本作でその微妙な関係はそのままのようで、一度は姿を消していたフェリシアがニューヨークに姿を表し、彼女がわざと残した痕跡を追っていくサイドクエストが登場する。
また、10月23日から配信予定のDLC3部作『摩天楼は眠らない』の第一弾『黒猫の獲物』でメインのキャラクターとして登場することが明らかになっている。果たしてスパイダーマンとの過去の関係とこれからの関係がどう描かれるか楽しみなキャラクターだ。
ベン・パーカー
そして最後に、本作には直接登場しないもののスパイダーマンを語る上で欠かせないキャラクターを紹介しておこう。それが、ベンおじさんことベン・パーカーだ。
コミックでは、彼はメイ・パーカー(メイおばさん)と共に孤児となったピーターを育てた人物。パワーを手に入れたばかりで調子に乗っていたピーターが泥棒を見逃したことで後にその泥棒に襲われて死亡。ピーターはその死から「大いなる力には大いなる責任が伴う」ということを悟り、スパイダーマンとして犯罪と戦い続けることを誓った。
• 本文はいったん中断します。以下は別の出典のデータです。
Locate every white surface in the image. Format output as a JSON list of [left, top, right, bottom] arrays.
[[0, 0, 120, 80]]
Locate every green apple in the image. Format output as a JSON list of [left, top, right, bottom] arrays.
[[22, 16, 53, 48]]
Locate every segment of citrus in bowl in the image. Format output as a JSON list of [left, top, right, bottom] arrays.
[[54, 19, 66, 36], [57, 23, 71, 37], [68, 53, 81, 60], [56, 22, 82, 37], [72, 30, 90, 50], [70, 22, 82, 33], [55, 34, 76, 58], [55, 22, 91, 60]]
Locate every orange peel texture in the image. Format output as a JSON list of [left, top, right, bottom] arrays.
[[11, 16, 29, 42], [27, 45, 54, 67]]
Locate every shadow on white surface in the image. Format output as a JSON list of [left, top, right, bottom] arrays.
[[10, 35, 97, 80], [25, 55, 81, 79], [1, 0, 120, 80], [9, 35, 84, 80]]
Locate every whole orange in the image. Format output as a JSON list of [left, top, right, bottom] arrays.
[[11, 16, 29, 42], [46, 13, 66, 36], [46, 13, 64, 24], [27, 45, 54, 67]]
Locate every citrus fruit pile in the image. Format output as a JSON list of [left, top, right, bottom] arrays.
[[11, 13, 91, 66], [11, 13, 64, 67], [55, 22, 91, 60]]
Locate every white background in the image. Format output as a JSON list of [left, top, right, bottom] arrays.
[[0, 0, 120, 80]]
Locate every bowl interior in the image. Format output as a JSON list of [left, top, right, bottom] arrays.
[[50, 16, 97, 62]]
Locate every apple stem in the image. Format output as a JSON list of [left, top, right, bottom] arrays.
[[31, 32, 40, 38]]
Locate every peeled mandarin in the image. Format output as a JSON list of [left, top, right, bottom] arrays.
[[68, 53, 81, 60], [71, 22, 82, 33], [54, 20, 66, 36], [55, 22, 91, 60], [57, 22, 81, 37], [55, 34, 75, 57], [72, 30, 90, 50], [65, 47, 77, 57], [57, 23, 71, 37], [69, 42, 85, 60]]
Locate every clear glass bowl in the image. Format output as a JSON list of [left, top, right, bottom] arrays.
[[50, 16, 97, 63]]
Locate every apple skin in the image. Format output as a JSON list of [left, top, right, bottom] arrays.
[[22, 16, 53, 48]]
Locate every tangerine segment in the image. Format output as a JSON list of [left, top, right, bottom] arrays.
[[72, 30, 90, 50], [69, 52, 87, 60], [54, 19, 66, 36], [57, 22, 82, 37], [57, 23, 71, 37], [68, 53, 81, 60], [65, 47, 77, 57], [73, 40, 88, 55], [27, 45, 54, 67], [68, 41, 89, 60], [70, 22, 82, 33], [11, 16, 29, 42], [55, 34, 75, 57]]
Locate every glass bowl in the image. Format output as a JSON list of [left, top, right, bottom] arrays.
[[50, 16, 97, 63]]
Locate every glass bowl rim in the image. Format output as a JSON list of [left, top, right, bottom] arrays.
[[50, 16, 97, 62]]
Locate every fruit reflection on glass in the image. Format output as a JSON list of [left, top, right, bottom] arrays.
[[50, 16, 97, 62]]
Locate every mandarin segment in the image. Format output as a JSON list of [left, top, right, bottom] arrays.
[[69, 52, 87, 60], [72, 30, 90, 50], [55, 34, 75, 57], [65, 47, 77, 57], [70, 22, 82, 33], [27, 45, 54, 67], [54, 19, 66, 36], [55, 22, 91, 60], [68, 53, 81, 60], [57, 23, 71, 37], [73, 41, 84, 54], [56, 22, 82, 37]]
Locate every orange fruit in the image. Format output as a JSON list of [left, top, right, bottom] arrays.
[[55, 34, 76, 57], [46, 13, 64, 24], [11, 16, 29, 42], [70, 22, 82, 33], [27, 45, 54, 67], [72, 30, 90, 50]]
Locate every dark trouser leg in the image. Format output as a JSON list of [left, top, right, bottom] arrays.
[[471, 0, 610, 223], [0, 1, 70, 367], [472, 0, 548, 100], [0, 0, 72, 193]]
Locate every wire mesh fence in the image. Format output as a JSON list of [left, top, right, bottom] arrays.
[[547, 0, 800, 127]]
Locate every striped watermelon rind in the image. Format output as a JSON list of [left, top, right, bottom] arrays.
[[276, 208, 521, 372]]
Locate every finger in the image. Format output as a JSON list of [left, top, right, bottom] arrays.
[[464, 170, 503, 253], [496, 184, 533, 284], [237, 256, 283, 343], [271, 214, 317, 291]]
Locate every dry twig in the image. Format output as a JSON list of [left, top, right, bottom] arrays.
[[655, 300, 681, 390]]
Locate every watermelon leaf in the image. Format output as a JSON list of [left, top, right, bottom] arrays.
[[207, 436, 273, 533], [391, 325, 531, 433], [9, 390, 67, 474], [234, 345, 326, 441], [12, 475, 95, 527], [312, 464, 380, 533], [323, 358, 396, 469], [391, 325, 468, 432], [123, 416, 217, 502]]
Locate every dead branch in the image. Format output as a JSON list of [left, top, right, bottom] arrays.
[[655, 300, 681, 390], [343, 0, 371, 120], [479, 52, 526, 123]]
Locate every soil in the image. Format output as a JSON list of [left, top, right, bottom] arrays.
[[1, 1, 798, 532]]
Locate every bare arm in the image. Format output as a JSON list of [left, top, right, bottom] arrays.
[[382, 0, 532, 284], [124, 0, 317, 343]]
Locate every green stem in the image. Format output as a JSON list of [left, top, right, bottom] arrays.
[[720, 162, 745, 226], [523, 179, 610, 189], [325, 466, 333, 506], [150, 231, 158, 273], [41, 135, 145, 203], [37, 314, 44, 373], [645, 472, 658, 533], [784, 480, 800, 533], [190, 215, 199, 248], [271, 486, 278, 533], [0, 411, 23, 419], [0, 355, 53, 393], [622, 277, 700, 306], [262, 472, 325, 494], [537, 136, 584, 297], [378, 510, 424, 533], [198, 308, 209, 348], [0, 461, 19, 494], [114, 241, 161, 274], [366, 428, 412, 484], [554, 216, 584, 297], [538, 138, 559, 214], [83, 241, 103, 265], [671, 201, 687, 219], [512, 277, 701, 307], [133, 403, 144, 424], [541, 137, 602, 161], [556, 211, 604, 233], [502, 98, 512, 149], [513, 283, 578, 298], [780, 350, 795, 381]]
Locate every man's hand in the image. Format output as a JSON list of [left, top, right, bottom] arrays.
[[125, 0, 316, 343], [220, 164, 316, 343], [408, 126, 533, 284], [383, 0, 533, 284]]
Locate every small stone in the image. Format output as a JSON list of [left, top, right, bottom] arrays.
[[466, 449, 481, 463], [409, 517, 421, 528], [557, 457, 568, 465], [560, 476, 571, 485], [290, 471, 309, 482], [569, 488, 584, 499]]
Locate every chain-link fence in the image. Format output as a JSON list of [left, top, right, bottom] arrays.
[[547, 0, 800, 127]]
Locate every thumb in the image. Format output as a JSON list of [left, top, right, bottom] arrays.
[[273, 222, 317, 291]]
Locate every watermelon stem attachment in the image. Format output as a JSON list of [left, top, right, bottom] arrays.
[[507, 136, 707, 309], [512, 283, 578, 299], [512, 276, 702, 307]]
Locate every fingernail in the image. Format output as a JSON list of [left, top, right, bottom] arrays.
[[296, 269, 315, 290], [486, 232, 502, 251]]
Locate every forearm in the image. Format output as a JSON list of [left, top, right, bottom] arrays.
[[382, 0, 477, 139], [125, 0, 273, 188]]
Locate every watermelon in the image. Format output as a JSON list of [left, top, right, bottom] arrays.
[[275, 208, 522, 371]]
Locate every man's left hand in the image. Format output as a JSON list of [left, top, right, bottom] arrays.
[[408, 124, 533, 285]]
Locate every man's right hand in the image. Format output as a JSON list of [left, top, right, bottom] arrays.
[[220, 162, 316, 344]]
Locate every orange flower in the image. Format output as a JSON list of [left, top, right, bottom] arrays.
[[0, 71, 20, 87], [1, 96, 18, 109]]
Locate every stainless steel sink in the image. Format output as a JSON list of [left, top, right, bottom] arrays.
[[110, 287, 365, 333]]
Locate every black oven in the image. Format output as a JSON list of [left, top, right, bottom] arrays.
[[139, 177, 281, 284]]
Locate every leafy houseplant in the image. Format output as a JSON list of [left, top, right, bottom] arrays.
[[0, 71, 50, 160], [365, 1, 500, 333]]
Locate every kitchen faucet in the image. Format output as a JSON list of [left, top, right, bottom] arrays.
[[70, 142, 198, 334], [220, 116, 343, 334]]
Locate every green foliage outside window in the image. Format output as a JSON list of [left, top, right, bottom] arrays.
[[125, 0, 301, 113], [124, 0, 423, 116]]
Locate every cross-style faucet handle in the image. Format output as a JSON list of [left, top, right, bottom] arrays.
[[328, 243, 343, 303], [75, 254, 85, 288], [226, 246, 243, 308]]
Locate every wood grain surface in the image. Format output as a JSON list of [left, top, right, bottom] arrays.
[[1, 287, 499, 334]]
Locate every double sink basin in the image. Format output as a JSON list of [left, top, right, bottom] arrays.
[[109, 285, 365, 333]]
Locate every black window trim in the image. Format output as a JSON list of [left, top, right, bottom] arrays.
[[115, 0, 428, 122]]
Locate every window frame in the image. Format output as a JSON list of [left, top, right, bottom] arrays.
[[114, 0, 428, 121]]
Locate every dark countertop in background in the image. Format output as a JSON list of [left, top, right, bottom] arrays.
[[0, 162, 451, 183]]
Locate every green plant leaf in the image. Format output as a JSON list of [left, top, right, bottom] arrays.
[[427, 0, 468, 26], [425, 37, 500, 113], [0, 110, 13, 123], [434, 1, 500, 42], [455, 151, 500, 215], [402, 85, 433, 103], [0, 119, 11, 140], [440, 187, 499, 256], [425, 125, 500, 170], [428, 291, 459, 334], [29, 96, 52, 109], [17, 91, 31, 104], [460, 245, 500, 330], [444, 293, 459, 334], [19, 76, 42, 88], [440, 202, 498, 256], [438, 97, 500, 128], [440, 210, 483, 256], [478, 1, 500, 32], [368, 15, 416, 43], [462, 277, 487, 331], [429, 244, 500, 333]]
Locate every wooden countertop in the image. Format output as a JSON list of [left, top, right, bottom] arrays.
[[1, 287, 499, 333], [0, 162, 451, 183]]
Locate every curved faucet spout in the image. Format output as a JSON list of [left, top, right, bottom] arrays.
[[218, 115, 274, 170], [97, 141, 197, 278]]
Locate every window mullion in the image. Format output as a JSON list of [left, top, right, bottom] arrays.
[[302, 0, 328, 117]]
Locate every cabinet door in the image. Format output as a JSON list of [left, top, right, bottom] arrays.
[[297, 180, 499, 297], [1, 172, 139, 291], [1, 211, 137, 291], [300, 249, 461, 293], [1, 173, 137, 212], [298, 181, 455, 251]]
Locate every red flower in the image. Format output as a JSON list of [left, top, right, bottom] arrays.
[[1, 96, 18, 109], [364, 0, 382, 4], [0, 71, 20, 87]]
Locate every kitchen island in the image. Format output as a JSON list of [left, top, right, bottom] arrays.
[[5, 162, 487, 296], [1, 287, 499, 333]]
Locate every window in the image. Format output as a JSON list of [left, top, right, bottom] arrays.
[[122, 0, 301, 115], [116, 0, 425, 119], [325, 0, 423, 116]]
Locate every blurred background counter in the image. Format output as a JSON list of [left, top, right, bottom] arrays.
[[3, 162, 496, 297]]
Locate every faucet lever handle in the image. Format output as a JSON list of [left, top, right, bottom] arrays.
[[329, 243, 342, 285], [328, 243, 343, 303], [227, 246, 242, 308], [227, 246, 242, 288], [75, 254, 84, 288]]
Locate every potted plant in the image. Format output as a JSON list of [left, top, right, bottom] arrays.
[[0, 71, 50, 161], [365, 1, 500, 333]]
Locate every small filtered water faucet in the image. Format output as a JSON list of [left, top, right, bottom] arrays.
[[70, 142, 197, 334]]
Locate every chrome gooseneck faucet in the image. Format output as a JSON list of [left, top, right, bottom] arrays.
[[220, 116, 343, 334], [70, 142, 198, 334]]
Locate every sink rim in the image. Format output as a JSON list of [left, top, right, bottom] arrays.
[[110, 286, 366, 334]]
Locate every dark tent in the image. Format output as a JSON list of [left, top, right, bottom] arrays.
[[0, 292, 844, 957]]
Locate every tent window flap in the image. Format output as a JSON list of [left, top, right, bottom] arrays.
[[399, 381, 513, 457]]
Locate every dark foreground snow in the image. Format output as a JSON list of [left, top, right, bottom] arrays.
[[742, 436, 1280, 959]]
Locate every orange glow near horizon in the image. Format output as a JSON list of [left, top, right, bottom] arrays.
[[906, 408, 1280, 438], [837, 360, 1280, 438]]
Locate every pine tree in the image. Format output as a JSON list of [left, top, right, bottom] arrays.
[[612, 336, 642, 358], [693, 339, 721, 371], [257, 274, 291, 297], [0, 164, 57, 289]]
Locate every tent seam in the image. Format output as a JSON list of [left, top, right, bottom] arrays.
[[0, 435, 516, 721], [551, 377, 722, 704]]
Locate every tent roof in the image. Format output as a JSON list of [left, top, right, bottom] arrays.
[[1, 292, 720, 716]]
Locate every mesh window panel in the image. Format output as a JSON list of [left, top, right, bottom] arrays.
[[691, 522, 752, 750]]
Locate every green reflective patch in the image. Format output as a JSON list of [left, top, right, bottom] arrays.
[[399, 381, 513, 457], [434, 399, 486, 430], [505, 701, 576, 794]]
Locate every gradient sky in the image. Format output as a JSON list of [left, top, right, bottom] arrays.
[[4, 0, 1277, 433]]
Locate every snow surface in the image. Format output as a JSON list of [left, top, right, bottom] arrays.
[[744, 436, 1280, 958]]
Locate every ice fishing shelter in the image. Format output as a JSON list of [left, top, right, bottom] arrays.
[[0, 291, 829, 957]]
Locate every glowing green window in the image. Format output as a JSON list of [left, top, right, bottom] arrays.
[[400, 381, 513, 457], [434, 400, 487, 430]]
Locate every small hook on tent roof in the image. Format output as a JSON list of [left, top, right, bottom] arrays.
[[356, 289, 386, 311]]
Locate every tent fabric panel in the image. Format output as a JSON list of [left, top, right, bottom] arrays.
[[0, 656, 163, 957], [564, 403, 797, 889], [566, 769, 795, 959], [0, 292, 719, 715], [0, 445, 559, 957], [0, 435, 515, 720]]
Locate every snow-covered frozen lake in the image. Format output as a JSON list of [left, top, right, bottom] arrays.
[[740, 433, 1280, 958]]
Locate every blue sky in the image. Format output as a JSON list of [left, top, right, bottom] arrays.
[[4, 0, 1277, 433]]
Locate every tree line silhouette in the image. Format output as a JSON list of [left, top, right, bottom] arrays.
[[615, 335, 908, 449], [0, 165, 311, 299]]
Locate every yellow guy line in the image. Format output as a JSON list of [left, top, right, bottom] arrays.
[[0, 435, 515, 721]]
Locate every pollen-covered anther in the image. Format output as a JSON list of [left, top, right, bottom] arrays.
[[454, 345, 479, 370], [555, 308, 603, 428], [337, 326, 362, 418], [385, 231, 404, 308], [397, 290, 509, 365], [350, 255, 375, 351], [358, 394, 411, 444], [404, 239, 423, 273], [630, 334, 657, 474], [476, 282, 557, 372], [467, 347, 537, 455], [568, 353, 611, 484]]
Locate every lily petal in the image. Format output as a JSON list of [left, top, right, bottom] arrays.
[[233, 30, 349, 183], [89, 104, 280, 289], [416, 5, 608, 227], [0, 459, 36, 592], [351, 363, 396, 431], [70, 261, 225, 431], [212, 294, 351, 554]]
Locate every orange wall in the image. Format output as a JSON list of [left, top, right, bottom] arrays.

ちなみにコミックでは「大いなる力には~」という言葉はベンおじさんの言葉ではなくナレーションとして登場したもの。
映画でも2つのシリーズに渡って登場し死ぬところが描かれたが、今回のゲームでは登場しないばかりか、直接的にスパイダーマンがヒーローとして活動するきっかけになったとも説明はされない。しかし、本作は見事なまでにスパイダーマンの言動からベンおじさんの影を感じられるようになっている。
そんなベンおじさんの存在を頭に入れながらプレイすれば、ゲーム的にも正義を守る「親愛なる隣人」スパイダーマンとして眼の前で起こる犯罪(ミニゲーム)を見過ごすわけにはいかず、大事なこと(メインストーリー)が進められないという事態が起こりがちになる。
しかし、これはスパイダーマンがその力の責任を果たすためにピーター・パーカーとしての生活を犠牲にしているという設定とオーバーラップして、実にスパイダーマンらしくなるのだ。
これだけは覚えて帰って! 10年間スパイダーマンを書き続けた作家ダン・スロット
といった具合にコミックや映画で描かれたものをベースにしながらオリジナルの魅力的でスパイダーマンらしさにあふれたストーリーを作り上げた『Marvel’s Spider-Man』。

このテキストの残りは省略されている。